NEW YORK (GenomeWeb News) – The body focused on enhancing Europe’s biobanking potential for research purposes has completed a review of over 300 biobanks and now will move on to the next phase of its efforts to develop a prototype for an international system.
The Biobanking and Biomolecular Resources Research Infrastructure, or BBMRI, aims to provide a Europe-wide collection of samples of biomedical quality.
Currently, the research infrastructure includes 51 participating institutions and 190 associated organizations, representing 30 EU and associated countries.
In the upcoming prototype development phase, the project partners hope to close “a potential gap between the planning and implementation phases of the project, to be functional by the end of 2010.”
This preparatory phase of the BBMRI program has been funded with €5 million ($7.1 million) by the EU’s Seventh Framework Program.
"For the first time we have a real map, or landscape, of what type of resources are really available in Europe," Kurt Zatloukal of the Medical University of Graz said in a statement.
Eero Vuorio, a professor at the University of Turku, Finland, described sample coding for privacy as an important part of the effort needed to make biobanking more useful.
“We have to remove all the identifiers so that researchers cannot trace back [...] the person who generated some samples for research,” he said in a statement.
“The goal is to aggregate the highly distributed data, which is collected at university hospitals and public research centers, and provide common access,” he added.
The web interface used under the BBMRI program will show only data relating to groups of people that share common features, he said.
Vuorio also said that a major challenge will be to connect relevant information found in one sample to others, which can be particularly difficult in the case of older samples and those that lack certain types of information.
Another challenge will be creating a harmonized database using data from currently incompatible systems, Vuorio said.

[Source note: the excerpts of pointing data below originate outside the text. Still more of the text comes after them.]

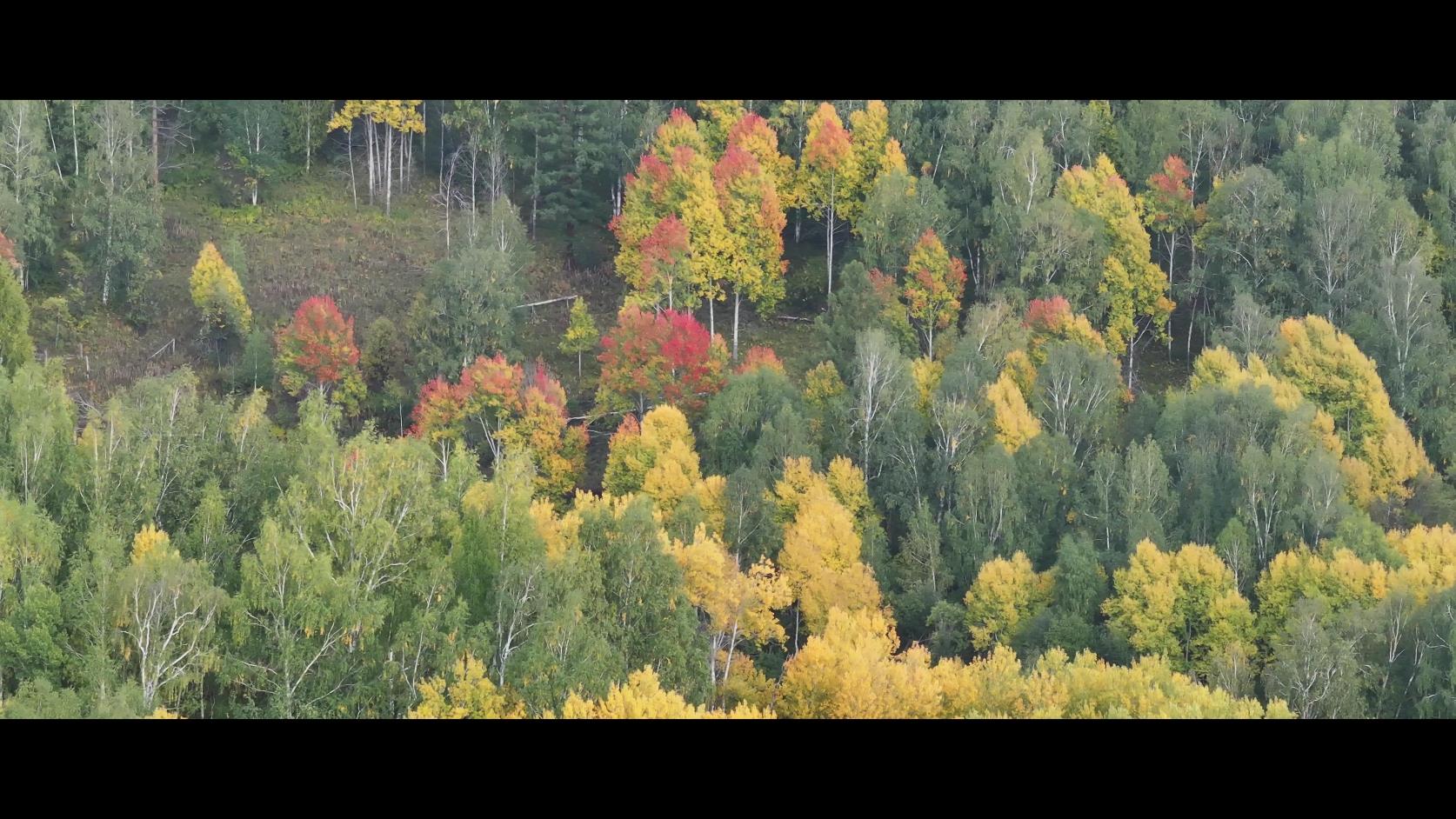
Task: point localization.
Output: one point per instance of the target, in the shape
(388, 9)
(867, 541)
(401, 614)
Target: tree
(166, 613)
(1004, 598)
(671, 226)
(1315, 667)
(15, 323)
(217, 293)
(317, 350)
(120, 218)
(820, 561)
(468, 304)
(1133, 287)
(1183, 605)
(935, 283)
(581, 332)
(30, 643)
(1330, 370)
(644, 698)
(754, 220)
(827, 176)
(388, 121)
(658, 358)
(500, 559)
(504, 406)
(737, 604)
(293, 616)
(879, 387)
(468, 696)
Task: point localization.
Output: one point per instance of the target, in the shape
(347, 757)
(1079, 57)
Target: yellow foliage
(471, 696)
(820, 561)
(643, 698)
(1341, 583)
(1005, 594)
(1328, 370)
(736, 603)
(150, 543)
(1179, 604)
(851, 671)
(1013, 423)
(217, 293)
(926, 374)
(559, 533)
(673, 475)
(1430, 561)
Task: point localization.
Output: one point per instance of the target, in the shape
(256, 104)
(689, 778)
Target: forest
(727, 410)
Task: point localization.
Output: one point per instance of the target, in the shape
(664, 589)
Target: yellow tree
(1183, 605)
(644, 698)
(674, 244)
(217, 293)
(468, 696)
(1132, 284)
(820, 561)
(391, 123)
(1012, 418)
(935, 283)
(1330, 370)
(827, 176)
(851, 671)
(754, 222)
(1005, 596)
(738, 605)
(166, 614)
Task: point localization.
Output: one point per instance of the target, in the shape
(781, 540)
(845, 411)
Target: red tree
(658, 358)
(317, 348)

Maintaining consistency in the quality of the samples also will be an important challenge, Vuorio said, explaining that participating biobanks need to agree on standards for treating samples from when they are taken.
Vuorio also sees ethical and legal issues across member states as potential bottlenecks to the biobanking effort. There are different education levels and attitudes about biomedical research and different interpretations of EU legislation, he said. Obtaining informed consent will be a critical part of the sample donation process, Vuorio advised.
“We now have to collect the samples that lay the foundation for research in the next 10 to 20 years," he said, "but it's very hard to predict what will be relevant."